Anorexia Frequently Asked Questions - Answered
Thin is beautiful. This is the message that the fashion and film industries, magazines and the diet industry constantly send. And, to emulate their idols, women and men strive very hard to control their weight through inappropriate dieting.
The dieting can become compulsive. It is then that it transforms into anorexia nervosa, more commonly simply called anorexia, and constitutes a serious threat to the health and well-being of the sufferer.
Anorexia nervosa: an eating disorder
In simple terms, anorexia nervosa is an eating disorder characterised by the intentional limitation of food intake driven by a seemingly uncontrollable desire to avoid gaining weight and to be thin. It results in the sufferer becoming emaciated and can lead to serious complications caused by malnutrition. In extreme cases, the result is death.
Causes of anorexia
The causes of anorexia are not fully understood. There seems to be no single trigger for the condition; a number of factors are involved:
- Social pressure – in the Western world, great emphasis is placed on physical appearance and the media, the fashion industry and the film industry combine to create the impression that being thin is attractive. This leads to many young girls dieting to ensure that they are thin and therefore "acceptable". Some activities, like ballet and gymnastics, also require participants to have slight physiques so that those who take part feel compelled to be thin.
- Stressful events – anorexia can be triggered by traumatic events. The death of someone close, a marriage break-up, examinations, loss of a job and even the onset of puberty can bring on anorexic episodes.
- Genetics – research suggests that those who have a parent or sibling who is anorexic have a higher probability than others of becoming anorexic too.
- Imbalance of chemicals in the brain – studies have found that some anorexics have an imbalance in chemicals in those parts of the brain that control appetite and digestion, emotion and risk and reward responses.
- Environment – difficult personal relationships, living in a dysfunctional family and a history of abuse or bullying may also contribute to an individual becoming anorexic.
Who is most at risk?
Statistics show that, while anorexia has the potential to strike at any age, adolescent women are most at risk. However, males also suffer from anorexia, but only at a rate of about 10% of that of females.

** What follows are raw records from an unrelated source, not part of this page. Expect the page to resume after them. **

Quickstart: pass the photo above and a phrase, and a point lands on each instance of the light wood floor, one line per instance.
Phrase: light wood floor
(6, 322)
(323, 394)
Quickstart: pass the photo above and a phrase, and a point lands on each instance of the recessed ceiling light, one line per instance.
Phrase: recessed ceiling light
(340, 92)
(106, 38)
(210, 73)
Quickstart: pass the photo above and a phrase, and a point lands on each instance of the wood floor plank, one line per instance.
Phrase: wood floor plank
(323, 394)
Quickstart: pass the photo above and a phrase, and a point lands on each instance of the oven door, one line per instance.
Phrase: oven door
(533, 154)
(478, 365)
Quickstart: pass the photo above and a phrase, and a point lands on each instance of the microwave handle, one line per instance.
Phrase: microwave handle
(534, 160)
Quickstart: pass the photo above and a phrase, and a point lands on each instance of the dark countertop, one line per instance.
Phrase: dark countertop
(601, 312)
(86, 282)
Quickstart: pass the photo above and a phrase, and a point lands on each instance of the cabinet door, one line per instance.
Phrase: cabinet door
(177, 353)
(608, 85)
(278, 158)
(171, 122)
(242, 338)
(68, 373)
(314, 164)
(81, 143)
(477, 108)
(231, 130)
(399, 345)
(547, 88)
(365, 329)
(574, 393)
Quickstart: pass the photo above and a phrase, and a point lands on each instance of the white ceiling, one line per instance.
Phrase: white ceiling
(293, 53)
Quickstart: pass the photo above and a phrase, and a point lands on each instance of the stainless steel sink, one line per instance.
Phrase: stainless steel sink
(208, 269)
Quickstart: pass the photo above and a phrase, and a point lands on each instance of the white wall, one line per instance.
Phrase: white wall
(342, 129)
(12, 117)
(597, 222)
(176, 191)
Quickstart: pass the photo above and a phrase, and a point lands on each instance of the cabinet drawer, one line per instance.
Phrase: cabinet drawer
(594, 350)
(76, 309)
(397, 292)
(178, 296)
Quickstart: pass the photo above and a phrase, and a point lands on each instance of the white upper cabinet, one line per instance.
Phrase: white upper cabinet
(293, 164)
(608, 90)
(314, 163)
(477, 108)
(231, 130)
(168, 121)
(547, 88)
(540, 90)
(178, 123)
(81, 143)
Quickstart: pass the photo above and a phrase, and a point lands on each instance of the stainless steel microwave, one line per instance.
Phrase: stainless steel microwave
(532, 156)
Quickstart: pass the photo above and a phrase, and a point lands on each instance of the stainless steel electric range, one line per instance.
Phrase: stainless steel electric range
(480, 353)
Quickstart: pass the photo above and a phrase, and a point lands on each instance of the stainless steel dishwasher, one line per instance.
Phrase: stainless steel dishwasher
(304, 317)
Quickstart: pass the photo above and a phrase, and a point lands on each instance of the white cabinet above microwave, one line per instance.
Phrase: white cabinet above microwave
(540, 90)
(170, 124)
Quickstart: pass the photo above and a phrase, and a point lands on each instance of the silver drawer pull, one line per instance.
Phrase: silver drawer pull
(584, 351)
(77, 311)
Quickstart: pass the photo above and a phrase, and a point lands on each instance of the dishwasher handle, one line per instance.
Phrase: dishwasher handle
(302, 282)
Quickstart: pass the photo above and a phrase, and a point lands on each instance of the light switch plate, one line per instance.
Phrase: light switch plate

Those most likely to succumb to anorexia exhibit the following traits:
- Obsessive about rules, which causes them to control their behaviour and to be overly inhibited
- Perfectionist, setting high standards which leads to shame and disappointment if they are not achieved
- Low self-esteem
- Excessively worried about the future.
- Have fixed ideas about diet, health and beauty
- Disposed towards depression or have had anxiety disorders
Signs of anorexia
There are several signs that point to the possibility of anorexia. They are mostly physical and can be observed:
- Extreme loss of weight
- Not eating or refusal to eat
- Hair loss
- Tooth decay and bad breath
- Swollen hands and feet
- Fatigue, dizziness and restlessness
- Low blood pressure and low body temperature
- Abnormal heartbeat
- Increase in facial hair and fine hair growth over the body
- Brittle nails
- Bloated stomach
- Cold hands
- Dry skin
- Lack of emotion
Without treatment, anorexia can lead to a number of serious physical problems – even death. These include:
- Damage to the heart caused by irregular and low heart rates
- Kidney problems caused by dehydration, a common side effect of anorexia
- Growth retardation
- Blood problems caused by a reduced count in red and white blood cells
- Risk of bone fractures due to osteoporosis and osteopenia
Treatment for anorexia
Early access to professional help is important if anorexia is to be treated successfully. Though significant results may take time – weeks or months – the improvement in quality of life for sufferers and those around them is well worth the effort.
Anorexia treatment is tailored to the individual and usually comprises a combination of psychotherapy (like cognitive behaviour therapy), nutrition counselling, family counselling and medication. Severe cases may require hospitalisation.
Treatment is effective but results will vary from patient to patient. It is frequently a long-term process during which there may be moments of relapse, particularly at times of heightened stress.